Powered exoskeletons An alternative to wheelchairs are exoskeletal devices that help people walk. However, batteries only last a few hours, and the equipment is very bulky and heavy. Most of the commercially available multi-joint exoskeletons weigh between 46 and 62 pounds (21–28 kg). One device, called “REX” weighs nearly 88 pounds!
Current commercial systems are so limited that they can’t even climb slopes or stairs. An obstacle course will test pilots’ and teams’ abilities to develop systems that can move through difficult areas.
Navigating by brain power In the brain-computer interface (BCI) race, pilots with paralysis of all four limbs will control a virtual avatar in a racing game displayed on a computer screen. The best pilots will be able to make their brain signals emit three different commands to overcome three different kinds of virtual obstacles. BCI technology is becoming more popular, but most systems take a long time to set up, can be uncomfortable, and don’t function well outside the lab. That has prevented its broad use in daily life.

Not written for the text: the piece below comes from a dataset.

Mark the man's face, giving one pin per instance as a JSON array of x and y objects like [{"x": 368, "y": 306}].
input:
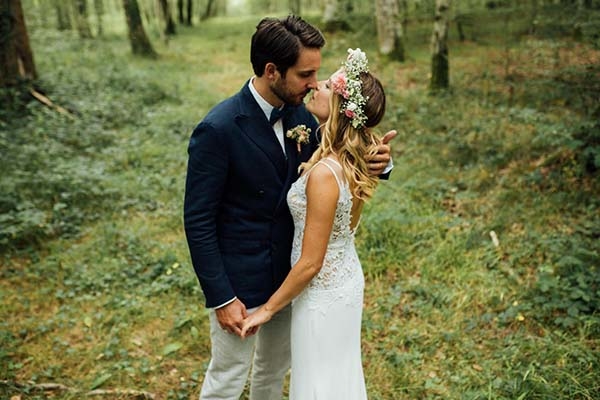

The Cybathlon will bring together people with disabilities or physical weaknesses, researchers and developers, governments and other agencies that fund services and research. It will also showcase the importance of this work to the general public. Our hope is that over time, these devices will become more affordable and more functional.
Unlike the Paralympic Games, pilots can use any technical aids they need, as long as they are safe. That enables people with more severe disabilities to compete. The goal is not to be the fastest or the strongest participant; rather it’s to be the most skilled pilot who can use advanced technologies to best overcome the challenges of everyday life.